By Jon Birger, senior writer
Hillary Clinton is no dummy. Even her detractors know that. And yet in last night's Democratic presidential debate in Nevada, Clinton floated what is perhaps the dumbest solution to the current mortgage mess I've heard from a top presidential contender.
"I have a plan - a moratorium on foreclosures for 90 days [and] freezing interest rates for five years, which I think we should do immediately," Clinton announced at what was the last Democratic debate before the Nevada Caucus on Jan. 19. A 90-day moratorium on foreclosures would throw a lifeline to some deserving homeowners, though I suspect it would only delay the inevitable for most. That's not my beef.
Where Clinton goes awry is her proposal to freeze mortgage rates for five years, which is essentially a much broader version of a deal President Bush recently hammered out with lenders to assist some subprime borrowers. If Clinton's only goal were to bail out homeowners facing steep rate resets on adjustable mortgages, her plan would work just fine.

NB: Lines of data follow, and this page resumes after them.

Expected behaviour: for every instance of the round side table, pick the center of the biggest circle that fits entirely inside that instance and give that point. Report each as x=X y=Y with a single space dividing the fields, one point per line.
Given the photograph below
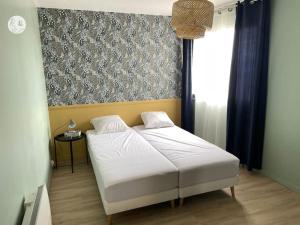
x=62 y=138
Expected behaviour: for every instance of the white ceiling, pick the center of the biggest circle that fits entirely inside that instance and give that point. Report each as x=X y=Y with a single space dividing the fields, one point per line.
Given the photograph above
x=152 y=7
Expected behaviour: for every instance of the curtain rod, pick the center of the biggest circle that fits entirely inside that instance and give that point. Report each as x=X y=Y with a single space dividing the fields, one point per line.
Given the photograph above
x=231 y=4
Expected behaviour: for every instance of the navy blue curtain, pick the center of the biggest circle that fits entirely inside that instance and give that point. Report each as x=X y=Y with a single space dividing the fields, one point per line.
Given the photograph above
x=248 y=83
x=187 y=116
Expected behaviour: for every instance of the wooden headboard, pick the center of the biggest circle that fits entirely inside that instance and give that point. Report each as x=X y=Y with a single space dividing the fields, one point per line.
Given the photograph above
x=82 y=114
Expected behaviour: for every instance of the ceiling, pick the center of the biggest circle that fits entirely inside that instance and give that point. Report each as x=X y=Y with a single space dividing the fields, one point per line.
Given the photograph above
x=152 y=7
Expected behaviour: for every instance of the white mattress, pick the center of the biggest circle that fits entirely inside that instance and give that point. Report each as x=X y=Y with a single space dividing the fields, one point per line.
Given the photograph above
x=126 y=166
x=198 y=161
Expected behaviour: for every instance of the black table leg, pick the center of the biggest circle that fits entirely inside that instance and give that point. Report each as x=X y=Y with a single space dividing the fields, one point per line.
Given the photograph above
x=55 y=154
x=71 y=150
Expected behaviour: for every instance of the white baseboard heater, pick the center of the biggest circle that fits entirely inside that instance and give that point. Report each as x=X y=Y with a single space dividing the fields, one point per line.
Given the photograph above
x=37 y=208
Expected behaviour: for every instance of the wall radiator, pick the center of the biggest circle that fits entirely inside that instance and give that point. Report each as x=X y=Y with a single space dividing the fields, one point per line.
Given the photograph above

For everyone else though, such a freeze would be disastrous. Interest rates on new mortgages would skyrocket - perhaps past 8 percent, as the mutual funds, pension funds and other investors who typically provide capital to the mortgage market shift their money into other investments where the government isn't impairing returns. With higher mortgage rates eroding buying power, the downward pressure on home prices would only increase. Lower home prices would lead to even more defaults, as more folks who'd lost the equity in their homes choose to walk away from their mortgages.